О, жить зачем мне еще?
Увы мне! Ты, смерть, развяжи
Мне жизни узы — я ее ненавижу.

Преданная рабыня-кормилица с ужасом предчувствует кровавые будущие события («грозен гнев Медеи: нелегко ее врагу достанется победа») и боится за детей, пытаясь их спрятать, увести с глаз обезумевшей от тяжелой обиды матери. Но это еще не все. Оказывается, царь Креонт, отец новой жены Ясона, потребовал удалить Медею с детьми из Коринфа, опасаясь ее мести и колдовства, и малодушный красавец аргонавт легко соглашается на это. Куда же? Куда идти Медее со своими, как выяснилось, никому, кроме нее, не нужными детьми, ей, обманувшей когда-то ради белокурого фессалийца родного отца и предавшей брата, навсегда утратившей родину:


Приюта попросишь? Где дом
И где та земля, Медея?

Теперь, когда «несчастье открыло цену ей утраченной отчизны», когда между ней и полуденной Колхидой пролегла целая вечность, может быть, так платила теперь пылкая сердцем внучка Гелиоса за свое собственное былое предательство?.. И она умоляет Креонта дать ей хотя бы какое-то время, чтобы собраться, пристроить детей: ведь «выше этих забот Ясон». Не желающий чувствовать себя ни в чем тираном, Креонт разрешает ей остаться до утра — и эта ночь должна теперь решить все, ибо внучка бога Солнца не может, не должна, что бы за этим ни последовало, допустить «надругательство над Гелиевой кровью», покорно снести обиду. Медея уже совсем готова к своей праведной мести — ужасной мести! — и только какая-то слабая, тайная надежда на то, что в разговоре с мужем ей откроется пока ей непонятная, но объясняющая все причина того непоправимого и страшного, что происходит в ее жизни, еще останавливает ее. Но вот появляется Ясон, возмущенный тем, что Медея подняла весь этот шум и не желает, как подобает кроткой и скромной женщине, покорно снести свою участь и удалиться подальше отсюда. Но Медея — варварка, свободолюбивая и гордая, а не запуганная, привыкшая к беспрекословному подчинению гречанка, и они говорят словно на разных языках, совершенно не понимая друг друга: Медея упрекает мужа в самом страшном, по ее мнению, поступке для человека — в нарушении данного слова; Ясон же, абсолютно бесстыдный, с пустыми и наглыми светлыми глазами, такой подлец, что может, «друзьям так навредив, в глаза смотреть». И таких все больше становилось к этому времени в Афинах, их безнаказанность просто убивала сына Мнесарха. Ясон подл и по отношению к спасшей его когда-то Медее, и по отношению к новой жене — царевне: «Женился я, чтобы себя устроить, чтобы нужды не видеть нам». Он не видит ничего особенного ни в своих поступках, ни в словах и, напротив, попрекает бывшую жену ее варварством, неумением жить среди настоящих, культурных людей: «…ты в Элладе и больше не меж варваров, закон узнала ты и правду вместо силы, которая царит у вас». Поистине издевательски звучит это в устах предателя, оскорбляющего каждым звуком своих низких речей основной закон, которым жив людской род, — закон правды и верности, — и это кладет предел мучительным колебаниям Медеи: «Пусть гибнет все».

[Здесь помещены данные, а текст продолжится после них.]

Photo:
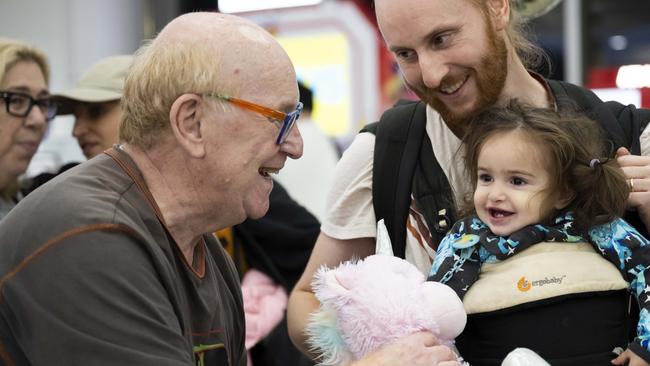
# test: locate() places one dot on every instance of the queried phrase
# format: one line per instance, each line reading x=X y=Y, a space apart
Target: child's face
x=511 y=178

Отказавшись от помощи Ясона, от поддержки его друзей и от денег («от мужа бесчестного подарок руки жжет»), Медея, внешне словно бы успокоившаяся, но внутри сжигаемая страшным огнем, в котором плавится, распадается по кускам ее собственная непокорная душа, осуществляет свой план мести. Она посылает во дворец своих детей с ценным подарком для царевны (чудесным пеплосом, который стало жалко Ясону: «Мотовка! Что ты нищишь себя?») — и дочь Креонта гибнет в страшных мучениях от напоенного ядом убора. А что же Ясон? Он останется жив и в то же время мертвец среди живых, потому что никто из смертных не в состоянии увидеть и пережить то, что она, Медея, готовит обидчику:


У нас никто. Сама Ясонов с корнем
Я вырву дом. А там — пускай ярмо
Изгнания, клеймо детоубийцы.
Безбожия позор — все, что хотите.

«Жалкая душа! Ты, кажется, готова плакать, дрожью объята ты»), убивая, в сущности, саму себя, Медея вершит свой страшный суд, мстя за попранную правду, проданную за коринфское золото верность. Она убивает своих детей потому, что им все равно не жить при сложившихся обстоятельствах, потому что рухнул безвозвратно весь их общий мир и ничто, никто, никакой великий и всемогущий не в состоянии что-либо исправить: «Жребий им умереть теперь. Пускай же мать сама его и выполнит».

Трагедия близится к единственно возможному для нее роковому завершению, и вот Медея появляется в последний раз на колеснице, запряженной драконами, которую прислал ей бог Гелиос — простер свою спасительную всемогущую длань над погибающей внучкой. И она удаляется с телами своих несчастных малюток, которые теперь навсегда с ней и она навсегда с ними, удаляется в небытие (вряд ли можно поверить, что она отправилась отдохнуть, успокоиться после всего свершившегося в Афины, приглашенная благородным Эгеем), оставив своего малодушного мужа, тоже теперь только ей одной принадлежащего, в абсолютной пустоте — расплачиваться ужасом и одиночеством за попранную им правду и отвергнутую добродетель.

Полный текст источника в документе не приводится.